The social security budget is the largest part of Government spending accounting for more than 30 per cent of the total; despite falling unemployment, it continues to grow like topsy in cash terms, lone parent benefit, sick and disability pay being the fastest growing elements. Total spending on unemployment may be on the wane, but there are pockets which remain immune to the upswing in the economy. In Britain, the percentage of households where nobody works, at one in five, is higher than almost any other developed country in the world, including Germany and France, where general levels of unemployment are much worse.

Getting these people off benefit and back to work is Labour's big challenge. Gordon Brown is determined to tackle it head on in his first full-scale Budget next month. Obviously it can't all be done in one go and in any case, one key element of Labour's approach to the problem is implementation of the minimum wage, which is still some distance off. All the same, we can expect a whole raft of tax and benefit reforms which push strongly towards this holy grail of social and economic policy objectives. There are still some sacred cows left, a basic state pension for all being one, but not many.

The big mistake of previous Labour administrations has been to give way to social pressures and greatly increase spending the moment they are swept to power. Inevitably this has been followed by economic crisis and sharp cuts as these governments matured. The consequences have then be suffered at the ballot box. That's plainly not going to happen this time round. If there's any leeway in the public finances, it will be held in reserve for use ahead of the next election.

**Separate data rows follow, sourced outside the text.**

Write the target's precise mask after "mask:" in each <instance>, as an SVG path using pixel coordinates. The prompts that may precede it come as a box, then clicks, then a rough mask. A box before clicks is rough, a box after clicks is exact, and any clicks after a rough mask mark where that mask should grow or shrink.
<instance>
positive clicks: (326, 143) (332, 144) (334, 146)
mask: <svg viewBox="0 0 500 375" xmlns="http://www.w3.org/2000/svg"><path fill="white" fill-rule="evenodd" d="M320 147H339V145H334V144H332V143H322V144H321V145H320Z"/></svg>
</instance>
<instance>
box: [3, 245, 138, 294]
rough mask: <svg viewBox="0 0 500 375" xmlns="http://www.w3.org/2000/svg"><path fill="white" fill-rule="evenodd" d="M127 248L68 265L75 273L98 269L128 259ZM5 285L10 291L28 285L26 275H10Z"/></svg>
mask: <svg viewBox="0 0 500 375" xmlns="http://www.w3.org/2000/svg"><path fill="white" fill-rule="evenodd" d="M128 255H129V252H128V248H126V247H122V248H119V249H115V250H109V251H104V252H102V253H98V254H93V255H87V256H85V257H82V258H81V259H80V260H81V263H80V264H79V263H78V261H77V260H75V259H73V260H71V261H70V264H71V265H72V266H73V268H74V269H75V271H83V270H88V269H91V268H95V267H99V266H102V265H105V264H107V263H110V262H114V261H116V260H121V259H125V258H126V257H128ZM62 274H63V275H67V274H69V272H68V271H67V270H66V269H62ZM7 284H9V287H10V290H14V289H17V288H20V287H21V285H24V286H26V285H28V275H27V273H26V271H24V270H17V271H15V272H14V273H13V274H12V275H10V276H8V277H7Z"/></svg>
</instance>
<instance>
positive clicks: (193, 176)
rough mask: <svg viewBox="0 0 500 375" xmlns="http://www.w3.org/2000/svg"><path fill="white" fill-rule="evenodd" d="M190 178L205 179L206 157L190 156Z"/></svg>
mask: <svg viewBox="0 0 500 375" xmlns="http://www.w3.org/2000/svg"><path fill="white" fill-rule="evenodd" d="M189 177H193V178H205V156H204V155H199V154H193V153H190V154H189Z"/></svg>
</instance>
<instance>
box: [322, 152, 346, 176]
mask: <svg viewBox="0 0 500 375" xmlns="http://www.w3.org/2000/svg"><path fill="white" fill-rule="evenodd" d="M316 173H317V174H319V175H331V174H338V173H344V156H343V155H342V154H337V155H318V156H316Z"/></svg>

But reform of our system of social welfare is something else. One of the reasons why the US has such low unemployment and is pushing towards a balanced budget is that in the US there is virtually no welfare provision at all. If you want to live, you have to work. Is this really the way Labour wants to go? Obviously not. Even for New Labour, this would be socially and politically unacceptable. The trouble is that in an efficiently functioning free market system, there may be no half way houses. Certainly Mr Brown is going to struggle to find them.